We also had a view of Mystery Mine from our chairs and it looks SO BAD offride to the point of laughter. Jerking it’s way round awkward manoeuvres that would make Pinfari blush. How have they gone from that to what we just rode?
Let’s do it then.
It rides as bad as it looks, for the first half anyway, but at least it’s funny.
The indoor parts set it apart. The first indoor bit is like Saw but less obnoxious and more fun. The second lift and following section is everything Novgorod should have been with its hilarious practical scenery canary death, fire at the top and cool inversions that make the preceding drop worthwhile.
Easily one of the best of its type and a bit of a guilty pleasure.
Talking of guilty pleasures, look, it’s the singing vulture from Portaventura.
The drop tower next door is amazing. More reasons for me to love the park in the fact that one of the attendants decided to jump on the ride with us as they were doing restraint checks and then casually chatted away to guests about the park while 200ft in the air.
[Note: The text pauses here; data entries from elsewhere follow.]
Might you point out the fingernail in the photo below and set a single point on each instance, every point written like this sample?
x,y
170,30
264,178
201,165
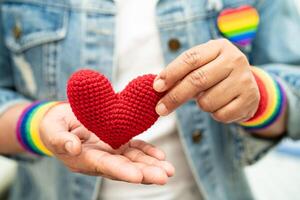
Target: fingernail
x,y
159,85
161,109
68,146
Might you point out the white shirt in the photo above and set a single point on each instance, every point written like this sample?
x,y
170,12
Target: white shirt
x,y
139,52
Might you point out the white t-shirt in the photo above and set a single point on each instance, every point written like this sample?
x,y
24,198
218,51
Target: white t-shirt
x,y
139,52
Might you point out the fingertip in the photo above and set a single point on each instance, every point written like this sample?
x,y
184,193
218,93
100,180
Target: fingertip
x,y
170,169
161,109
159,84
133,174
158,154
73,147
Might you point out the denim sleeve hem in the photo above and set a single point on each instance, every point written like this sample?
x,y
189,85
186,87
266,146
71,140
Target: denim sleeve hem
x,y
5,106
253,148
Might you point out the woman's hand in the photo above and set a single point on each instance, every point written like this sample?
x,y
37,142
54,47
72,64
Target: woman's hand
x,y
83,152
218,75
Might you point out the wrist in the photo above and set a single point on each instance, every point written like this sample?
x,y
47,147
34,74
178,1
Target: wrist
x,y
27,128
272,103
8,121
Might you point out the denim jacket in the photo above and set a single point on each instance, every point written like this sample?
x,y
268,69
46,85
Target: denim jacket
x,y
43,41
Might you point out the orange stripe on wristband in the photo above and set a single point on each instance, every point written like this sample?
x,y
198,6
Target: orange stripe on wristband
x,y
270,103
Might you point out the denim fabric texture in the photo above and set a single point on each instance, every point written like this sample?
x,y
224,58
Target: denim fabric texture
x,y
43,41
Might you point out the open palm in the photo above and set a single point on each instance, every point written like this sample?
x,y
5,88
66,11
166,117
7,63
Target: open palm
x,y
83,152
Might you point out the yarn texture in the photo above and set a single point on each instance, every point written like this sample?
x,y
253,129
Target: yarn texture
x,y
114,117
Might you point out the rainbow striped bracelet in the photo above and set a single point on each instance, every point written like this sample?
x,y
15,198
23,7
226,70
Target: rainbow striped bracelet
x,y
273,102
27,129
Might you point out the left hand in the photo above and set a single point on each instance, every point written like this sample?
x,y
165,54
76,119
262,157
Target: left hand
x,y
218,75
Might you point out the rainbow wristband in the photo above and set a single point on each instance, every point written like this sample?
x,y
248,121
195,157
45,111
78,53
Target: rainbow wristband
x,y
273,102
27,129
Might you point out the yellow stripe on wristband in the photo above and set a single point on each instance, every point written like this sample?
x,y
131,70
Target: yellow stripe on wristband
x,y
272,98
34,126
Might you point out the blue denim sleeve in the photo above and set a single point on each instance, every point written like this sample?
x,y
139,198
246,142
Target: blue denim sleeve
x,y
8,96
277,50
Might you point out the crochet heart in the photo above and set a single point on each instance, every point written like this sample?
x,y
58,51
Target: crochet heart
x,y
114,117
239,25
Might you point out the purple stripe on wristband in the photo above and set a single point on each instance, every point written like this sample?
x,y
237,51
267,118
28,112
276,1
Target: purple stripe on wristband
x,y
20,126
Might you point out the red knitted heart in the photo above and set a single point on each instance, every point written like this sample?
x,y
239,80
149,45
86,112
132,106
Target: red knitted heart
x,y
114,117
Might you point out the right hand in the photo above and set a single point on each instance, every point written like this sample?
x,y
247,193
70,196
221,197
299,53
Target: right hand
x,y
83,152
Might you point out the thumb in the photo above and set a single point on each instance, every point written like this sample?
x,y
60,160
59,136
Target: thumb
x,y
62,142
69,143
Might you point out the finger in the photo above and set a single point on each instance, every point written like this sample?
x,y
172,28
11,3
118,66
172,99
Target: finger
x,y
82,133
148,149
63,143
185,63
219,95
137,155
194,83
152,174
116,166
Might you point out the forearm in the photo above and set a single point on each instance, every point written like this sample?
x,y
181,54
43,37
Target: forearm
x,y
8,122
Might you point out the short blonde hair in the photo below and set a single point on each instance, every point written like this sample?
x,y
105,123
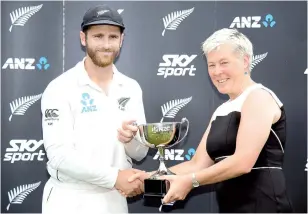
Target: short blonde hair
x,y
229,36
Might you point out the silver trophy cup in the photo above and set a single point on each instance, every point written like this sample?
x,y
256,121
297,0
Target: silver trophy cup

Amazing views, punchy drop. Love these ones. Better than Zumanjaro any day.
Zamperla 80STD #3 of the trip. A pretty +1.
Thunderhead was a slight let down, though GCIs are a let down to me as standard these days anyway. I believe in the process of riding it we learnt it was a clone of some other reasonably big named woodie in America so that’s one less thing to look forward to in life.
It was alright, a couple of surprises here and there, a bit too much roughness. I think they quoted the main features of the ride as 100ft large sweeping drop and TWENTY TWO corners, both of which you know my feelings on by now. Eh.
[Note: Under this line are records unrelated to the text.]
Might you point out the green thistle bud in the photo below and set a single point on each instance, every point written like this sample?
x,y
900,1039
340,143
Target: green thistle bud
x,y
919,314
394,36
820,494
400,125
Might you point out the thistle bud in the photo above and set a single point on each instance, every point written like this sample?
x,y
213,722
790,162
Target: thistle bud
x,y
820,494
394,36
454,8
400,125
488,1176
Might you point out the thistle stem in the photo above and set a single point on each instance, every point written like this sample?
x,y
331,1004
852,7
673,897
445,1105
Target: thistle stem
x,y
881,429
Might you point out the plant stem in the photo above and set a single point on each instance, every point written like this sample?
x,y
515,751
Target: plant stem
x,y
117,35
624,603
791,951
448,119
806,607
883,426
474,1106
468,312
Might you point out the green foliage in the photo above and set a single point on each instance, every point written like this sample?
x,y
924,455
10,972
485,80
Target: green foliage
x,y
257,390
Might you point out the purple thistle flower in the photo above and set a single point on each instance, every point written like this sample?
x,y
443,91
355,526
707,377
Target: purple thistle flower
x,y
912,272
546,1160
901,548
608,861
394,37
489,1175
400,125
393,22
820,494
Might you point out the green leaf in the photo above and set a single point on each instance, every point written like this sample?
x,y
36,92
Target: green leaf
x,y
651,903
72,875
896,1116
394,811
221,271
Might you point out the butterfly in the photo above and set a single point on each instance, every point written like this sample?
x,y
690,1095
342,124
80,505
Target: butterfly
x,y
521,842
But that ride completed the park, and what a joy it had been. Let’s do it all again.
We had some of their famous cinnamon bread with that dangerous apple butter and it was a messy but worthwhile challenge to finish.
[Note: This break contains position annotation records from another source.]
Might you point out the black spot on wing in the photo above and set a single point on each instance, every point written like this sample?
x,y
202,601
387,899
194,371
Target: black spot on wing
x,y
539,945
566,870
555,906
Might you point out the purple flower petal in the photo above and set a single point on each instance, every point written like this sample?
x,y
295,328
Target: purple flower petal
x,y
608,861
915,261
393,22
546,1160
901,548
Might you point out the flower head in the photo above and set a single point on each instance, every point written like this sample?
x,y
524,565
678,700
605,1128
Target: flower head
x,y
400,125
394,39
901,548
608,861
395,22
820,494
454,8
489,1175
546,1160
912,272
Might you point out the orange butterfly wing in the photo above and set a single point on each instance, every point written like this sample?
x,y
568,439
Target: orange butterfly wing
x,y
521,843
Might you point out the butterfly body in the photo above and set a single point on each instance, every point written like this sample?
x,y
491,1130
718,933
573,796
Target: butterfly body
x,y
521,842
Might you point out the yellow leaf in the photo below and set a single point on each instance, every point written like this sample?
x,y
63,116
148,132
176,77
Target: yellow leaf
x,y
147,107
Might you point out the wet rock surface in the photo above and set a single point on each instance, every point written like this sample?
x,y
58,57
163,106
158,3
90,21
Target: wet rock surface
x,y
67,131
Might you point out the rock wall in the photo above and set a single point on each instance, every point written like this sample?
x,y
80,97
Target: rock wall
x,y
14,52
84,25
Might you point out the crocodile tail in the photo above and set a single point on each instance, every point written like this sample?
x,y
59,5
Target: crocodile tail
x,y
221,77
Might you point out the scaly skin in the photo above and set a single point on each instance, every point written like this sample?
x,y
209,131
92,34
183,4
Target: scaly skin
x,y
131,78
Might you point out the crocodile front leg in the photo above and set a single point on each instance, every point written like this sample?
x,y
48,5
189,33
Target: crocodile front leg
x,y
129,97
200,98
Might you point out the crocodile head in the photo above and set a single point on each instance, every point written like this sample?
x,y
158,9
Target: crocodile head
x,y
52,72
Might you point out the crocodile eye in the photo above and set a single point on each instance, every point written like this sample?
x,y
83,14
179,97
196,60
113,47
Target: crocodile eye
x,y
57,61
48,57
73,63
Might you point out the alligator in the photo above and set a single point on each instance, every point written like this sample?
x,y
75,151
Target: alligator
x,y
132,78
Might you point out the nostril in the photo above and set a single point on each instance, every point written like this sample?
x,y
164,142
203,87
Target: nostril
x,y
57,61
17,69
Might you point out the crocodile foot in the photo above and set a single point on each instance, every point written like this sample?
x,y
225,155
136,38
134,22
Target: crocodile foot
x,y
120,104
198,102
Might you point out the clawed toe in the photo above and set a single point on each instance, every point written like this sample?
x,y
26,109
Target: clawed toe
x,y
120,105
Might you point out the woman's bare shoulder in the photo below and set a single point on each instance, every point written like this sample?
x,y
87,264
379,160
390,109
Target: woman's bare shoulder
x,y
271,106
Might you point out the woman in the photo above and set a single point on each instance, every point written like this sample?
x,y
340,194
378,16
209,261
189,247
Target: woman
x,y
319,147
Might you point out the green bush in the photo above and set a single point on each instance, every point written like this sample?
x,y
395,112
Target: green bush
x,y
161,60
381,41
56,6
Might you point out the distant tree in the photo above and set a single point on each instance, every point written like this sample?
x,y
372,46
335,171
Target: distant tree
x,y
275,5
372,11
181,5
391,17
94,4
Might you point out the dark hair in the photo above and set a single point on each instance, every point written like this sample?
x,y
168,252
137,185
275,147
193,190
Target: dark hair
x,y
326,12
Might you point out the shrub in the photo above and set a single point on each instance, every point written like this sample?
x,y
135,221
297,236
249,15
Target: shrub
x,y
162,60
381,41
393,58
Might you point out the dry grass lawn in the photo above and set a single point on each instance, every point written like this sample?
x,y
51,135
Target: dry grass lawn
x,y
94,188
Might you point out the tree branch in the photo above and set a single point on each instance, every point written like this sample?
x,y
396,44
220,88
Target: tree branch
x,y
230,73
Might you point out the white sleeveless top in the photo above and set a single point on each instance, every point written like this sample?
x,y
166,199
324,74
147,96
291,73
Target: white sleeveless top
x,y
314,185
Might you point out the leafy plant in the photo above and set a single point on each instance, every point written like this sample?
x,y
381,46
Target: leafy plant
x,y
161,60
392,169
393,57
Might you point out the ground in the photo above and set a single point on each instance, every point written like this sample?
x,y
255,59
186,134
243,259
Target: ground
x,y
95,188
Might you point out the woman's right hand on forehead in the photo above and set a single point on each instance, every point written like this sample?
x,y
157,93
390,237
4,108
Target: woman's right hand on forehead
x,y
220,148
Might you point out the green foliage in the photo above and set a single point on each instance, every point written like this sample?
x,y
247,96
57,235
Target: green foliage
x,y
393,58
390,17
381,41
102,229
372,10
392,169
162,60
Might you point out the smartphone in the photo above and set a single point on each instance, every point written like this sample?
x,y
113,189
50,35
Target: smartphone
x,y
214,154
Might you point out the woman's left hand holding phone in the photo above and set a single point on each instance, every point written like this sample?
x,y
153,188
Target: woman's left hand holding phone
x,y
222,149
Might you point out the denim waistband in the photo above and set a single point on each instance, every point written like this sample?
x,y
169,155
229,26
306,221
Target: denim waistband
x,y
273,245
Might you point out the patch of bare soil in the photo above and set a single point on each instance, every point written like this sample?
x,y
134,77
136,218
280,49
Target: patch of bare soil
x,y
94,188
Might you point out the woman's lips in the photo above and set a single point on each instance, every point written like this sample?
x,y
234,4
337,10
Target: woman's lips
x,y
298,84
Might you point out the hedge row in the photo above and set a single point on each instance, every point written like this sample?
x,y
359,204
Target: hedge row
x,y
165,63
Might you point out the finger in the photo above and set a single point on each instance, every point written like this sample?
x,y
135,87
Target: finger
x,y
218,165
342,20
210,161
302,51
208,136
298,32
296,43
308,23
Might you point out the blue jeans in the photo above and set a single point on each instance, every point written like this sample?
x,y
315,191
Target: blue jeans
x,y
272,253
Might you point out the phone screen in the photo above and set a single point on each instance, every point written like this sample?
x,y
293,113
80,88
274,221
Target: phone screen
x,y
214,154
We found Barnstormer after somehow missing it earlier. I like that.
It’s got Rush levels of short cycle, but a nice theme and interaction.
We sat in some more rocking chairs.
We rode the rod til we bled.
Easily one of the best days I’ve had at a park. There’s definitely something to be said for allowing extra time for something special.
Thank you to the other parks of America for not bothering to open yet.